Ayer a última hora nos enteramos por la prensa que desde el 1ro de agosto más de 20 localidades de la zona metropolitana no podrán arrojar más sus residuos en el megabasural de Piedras Blancas. Esto despertó la desesperación de algunos intendentes que comenzaron a presionar a la justicia que viene investigando el proceso de autorización del proyecto de Cormecor, porque dicen no tener un “Plan B”. La cautelar del TSJ  que impide comenzar las obras en el predio ubicado entre las rutas 5 y 36 está vigente desde hace cinco meses y en los últimos días una jueza de Alta Gracia sumó una nueva cautelar, porque evaluó que existe grave peligro de contaminación ambiental. La judicialización de este proyecto lleva años y hay al menos 6 causas iniciadas contra Cormecor. ¿Por qué no hubo ninguna previsión por parte de estos municipios?
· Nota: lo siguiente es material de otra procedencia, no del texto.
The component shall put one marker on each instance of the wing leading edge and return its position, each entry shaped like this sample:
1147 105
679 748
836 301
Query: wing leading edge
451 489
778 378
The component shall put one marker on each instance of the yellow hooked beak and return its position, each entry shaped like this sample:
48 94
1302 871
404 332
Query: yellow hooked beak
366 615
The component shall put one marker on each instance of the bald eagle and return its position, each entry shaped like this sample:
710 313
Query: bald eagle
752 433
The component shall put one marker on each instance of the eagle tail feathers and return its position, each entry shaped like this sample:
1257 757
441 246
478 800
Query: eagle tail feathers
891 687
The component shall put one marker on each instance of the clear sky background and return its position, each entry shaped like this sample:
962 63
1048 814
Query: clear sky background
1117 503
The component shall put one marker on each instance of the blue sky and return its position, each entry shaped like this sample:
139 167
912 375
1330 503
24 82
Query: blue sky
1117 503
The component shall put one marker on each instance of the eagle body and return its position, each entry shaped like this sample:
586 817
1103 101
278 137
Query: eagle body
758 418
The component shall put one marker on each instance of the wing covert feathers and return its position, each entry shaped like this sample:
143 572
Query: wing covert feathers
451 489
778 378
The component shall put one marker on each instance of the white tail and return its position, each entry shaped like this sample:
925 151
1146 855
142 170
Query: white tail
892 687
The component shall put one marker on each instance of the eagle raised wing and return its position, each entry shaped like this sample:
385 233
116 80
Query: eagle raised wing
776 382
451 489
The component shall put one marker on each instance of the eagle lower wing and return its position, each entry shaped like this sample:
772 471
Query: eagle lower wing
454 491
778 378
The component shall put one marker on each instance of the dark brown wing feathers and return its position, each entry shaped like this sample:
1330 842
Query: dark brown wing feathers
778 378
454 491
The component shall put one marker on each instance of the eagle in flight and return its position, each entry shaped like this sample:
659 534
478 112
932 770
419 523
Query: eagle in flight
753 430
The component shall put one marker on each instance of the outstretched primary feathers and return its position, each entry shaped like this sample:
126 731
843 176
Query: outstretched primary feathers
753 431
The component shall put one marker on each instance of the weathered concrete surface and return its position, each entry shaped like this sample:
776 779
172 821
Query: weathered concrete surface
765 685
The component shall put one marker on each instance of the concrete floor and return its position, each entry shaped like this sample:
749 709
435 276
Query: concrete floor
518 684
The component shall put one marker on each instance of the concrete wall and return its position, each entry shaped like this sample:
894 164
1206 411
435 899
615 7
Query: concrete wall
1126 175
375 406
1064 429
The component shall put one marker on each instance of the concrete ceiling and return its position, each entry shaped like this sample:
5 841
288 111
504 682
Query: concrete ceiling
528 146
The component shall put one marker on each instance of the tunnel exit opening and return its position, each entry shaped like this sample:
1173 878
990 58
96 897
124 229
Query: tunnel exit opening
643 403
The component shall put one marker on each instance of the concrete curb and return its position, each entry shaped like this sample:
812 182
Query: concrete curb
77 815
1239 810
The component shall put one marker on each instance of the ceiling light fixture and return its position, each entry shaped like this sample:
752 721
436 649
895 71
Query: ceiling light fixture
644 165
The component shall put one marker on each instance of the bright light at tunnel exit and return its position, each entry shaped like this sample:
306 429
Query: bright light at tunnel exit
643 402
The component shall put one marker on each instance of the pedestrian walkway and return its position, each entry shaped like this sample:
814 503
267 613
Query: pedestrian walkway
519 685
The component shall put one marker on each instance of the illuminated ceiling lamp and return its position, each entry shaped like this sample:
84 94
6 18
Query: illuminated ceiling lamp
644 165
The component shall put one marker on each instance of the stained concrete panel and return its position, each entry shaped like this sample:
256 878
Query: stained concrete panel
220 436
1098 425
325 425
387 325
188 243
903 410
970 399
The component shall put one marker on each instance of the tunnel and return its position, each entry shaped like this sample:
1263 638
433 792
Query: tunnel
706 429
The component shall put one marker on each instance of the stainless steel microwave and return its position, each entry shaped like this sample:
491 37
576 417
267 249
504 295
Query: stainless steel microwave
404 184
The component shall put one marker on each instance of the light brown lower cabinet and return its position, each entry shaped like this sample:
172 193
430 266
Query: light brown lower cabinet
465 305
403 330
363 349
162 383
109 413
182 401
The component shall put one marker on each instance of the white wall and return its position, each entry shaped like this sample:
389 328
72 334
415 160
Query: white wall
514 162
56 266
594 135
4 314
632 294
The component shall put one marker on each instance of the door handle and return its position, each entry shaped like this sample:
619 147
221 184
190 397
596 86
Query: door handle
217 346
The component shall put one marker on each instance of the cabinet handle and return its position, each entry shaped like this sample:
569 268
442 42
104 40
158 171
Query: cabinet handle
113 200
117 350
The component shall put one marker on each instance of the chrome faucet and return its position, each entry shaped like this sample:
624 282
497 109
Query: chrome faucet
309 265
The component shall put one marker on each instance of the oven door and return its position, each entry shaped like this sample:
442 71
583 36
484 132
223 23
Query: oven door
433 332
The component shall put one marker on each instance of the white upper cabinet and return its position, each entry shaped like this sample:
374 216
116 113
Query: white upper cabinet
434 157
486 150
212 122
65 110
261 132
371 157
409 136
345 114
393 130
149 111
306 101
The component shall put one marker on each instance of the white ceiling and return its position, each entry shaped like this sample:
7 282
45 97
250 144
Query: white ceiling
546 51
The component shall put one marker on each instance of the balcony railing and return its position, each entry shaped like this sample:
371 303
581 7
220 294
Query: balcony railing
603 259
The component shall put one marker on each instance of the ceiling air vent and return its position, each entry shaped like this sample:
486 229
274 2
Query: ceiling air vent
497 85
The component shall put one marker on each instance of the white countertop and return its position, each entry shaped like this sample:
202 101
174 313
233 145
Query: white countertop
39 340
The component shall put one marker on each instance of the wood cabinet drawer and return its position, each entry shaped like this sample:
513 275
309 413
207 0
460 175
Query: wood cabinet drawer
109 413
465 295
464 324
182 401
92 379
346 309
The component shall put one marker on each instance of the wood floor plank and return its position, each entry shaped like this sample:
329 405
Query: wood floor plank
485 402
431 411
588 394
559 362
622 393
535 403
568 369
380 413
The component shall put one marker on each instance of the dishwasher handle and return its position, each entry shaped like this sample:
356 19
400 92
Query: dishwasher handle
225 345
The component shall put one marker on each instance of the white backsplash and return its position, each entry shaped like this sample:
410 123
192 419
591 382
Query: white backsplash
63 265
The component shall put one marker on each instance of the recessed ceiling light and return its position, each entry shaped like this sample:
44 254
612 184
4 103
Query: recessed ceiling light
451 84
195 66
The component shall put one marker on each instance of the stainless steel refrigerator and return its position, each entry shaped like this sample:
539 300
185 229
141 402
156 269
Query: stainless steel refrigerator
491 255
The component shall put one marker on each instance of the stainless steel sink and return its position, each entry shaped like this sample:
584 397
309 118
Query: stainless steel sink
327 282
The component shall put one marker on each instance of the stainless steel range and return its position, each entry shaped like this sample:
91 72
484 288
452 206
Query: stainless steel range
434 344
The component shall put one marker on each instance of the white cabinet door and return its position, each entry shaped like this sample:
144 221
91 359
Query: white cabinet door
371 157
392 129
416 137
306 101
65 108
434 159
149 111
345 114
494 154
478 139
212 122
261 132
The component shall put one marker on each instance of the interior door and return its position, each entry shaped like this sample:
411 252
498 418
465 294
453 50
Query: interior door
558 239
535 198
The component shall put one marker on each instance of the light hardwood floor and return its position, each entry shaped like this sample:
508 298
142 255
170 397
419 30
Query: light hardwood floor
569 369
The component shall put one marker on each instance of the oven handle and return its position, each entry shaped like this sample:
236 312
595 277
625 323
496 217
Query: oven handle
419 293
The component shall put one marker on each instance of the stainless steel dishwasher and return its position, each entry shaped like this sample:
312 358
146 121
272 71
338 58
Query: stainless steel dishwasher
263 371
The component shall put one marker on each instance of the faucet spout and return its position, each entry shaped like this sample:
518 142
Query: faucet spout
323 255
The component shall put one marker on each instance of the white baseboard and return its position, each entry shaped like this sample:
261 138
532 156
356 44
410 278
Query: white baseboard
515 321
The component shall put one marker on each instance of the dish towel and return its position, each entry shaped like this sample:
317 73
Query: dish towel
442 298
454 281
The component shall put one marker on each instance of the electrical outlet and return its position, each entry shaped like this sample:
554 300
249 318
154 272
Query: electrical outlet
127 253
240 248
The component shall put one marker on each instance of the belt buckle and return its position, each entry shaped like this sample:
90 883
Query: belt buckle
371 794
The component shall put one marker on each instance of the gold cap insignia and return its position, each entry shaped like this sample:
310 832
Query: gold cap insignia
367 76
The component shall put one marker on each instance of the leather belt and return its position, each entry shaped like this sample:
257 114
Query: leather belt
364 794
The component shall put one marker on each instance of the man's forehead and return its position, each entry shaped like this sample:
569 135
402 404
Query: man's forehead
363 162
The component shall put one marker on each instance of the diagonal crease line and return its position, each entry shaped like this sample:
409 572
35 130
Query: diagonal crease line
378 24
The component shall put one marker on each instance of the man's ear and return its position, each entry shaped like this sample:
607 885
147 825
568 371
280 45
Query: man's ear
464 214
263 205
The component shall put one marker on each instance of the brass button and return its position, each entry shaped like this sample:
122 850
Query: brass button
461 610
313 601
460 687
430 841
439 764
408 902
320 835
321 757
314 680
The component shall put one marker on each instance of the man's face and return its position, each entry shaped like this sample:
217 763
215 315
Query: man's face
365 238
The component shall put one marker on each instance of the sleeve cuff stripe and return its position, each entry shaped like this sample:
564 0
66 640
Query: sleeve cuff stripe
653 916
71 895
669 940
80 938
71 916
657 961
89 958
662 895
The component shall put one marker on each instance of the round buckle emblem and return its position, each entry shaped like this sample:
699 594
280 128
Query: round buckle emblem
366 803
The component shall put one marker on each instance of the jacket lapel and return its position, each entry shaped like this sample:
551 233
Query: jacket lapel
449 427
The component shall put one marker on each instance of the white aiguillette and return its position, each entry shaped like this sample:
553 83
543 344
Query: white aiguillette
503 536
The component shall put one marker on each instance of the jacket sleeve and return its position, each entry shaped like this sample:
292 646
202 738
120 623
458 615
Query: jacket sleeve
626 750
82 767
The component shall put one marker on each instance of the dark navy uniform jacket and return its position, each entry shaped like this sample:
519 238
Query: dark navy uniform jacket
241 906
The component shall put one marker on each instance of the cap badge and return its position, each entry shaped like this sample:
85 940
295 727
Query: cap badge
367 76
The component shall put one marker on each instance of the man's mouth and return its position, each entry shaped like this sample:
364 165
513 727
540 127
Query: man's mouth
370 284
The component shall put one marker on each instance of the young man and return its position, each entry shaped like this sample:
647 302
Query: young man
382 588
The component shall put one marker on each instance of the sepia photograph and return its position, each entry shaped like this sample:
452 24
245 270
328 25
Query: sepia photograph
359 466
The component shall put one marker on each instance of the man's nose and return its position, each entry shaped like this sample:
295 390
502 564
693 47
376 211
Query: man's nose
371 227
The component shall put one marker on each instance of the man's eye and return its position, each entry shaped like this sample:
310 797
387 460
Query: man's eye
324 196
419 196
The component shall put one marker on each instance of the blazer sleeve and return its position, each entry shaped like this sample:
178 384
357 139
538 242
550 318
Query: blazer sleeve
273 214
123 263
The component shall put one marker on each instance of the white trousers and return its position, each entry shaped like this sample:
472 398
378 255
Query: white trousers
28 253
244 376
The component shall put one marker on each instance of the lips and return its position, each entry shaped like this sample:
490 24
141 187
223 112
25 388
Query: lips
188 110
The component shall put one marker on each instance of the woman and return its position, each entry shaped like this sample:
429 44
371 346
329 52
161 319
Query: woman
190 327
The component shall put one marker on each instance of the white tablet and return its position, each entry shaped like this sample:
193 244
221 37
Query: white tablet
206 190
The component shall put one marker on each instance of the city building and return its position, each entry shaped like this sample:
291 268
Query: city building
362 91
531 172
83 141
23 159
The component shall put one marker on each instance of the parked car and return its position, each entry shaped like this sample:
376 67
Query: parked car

En este marco queremos contarles que hace seis meses los habitantes de Villa Parque Santa Ana nos fuimos a dormir con la alarmante noticia que decía: “Clausuraron el basural de Santa Ana”. Técnicamente el día después ya no  teníamos dónde tirar nuestra basura. Esa misma noche de insomnio muchos vecinos plantearon en nuestras redes sociales que esta era la oportunidad de comenzar a implementar políticas de “basura cero” tendientes a una reducción drástica de los residuos destinados a disposición final, proyecto que venía siendo estudiado en comisiones por los vecinos autoconvocados “Santa María sin Basura”. Al día siguiente, conseguimos que el intendente de nuestro pueblo nos recibiera para proponerle un Plan de Tratamiento domiciliario de basura para toda la comunidad. Recibimos el apoyo del biólogo Ricardo Suárez, quien nos asesoró y brindó los contactos clave. En diciembre de 2016, sólo 15 días después, con el apoyo de la municipalidad conseguimos los contenedores para colocar materiales reciclables. Los propios vecinos de cada barrio los pintaron en una tarde de mates y charlas. El 4 de enero se inauguraron los contenedores en tres plazas de distintas zonas de Santa Ana y desde entonces todas las semanas se recolectan grandes volúmenes de cartón, papel, plásticos y vidrios que retira un recuperador matriculado. Este mes sumamos tetrabriks y metales. Se vienen realizando talleres de compostaje domiciliario, de reducción de la basura en la cocina, consejos de reducción en la compra… Si bien el basural de Santa Ana fue rehabilitado inmediatamente, los vecinos continuamos trabajando para reducir nuestra basura y buscamos asesoramiento para lograr una mayor reducción de residuos y una solución a mediano plazo para un adecuado tratamiento de nuestro basural.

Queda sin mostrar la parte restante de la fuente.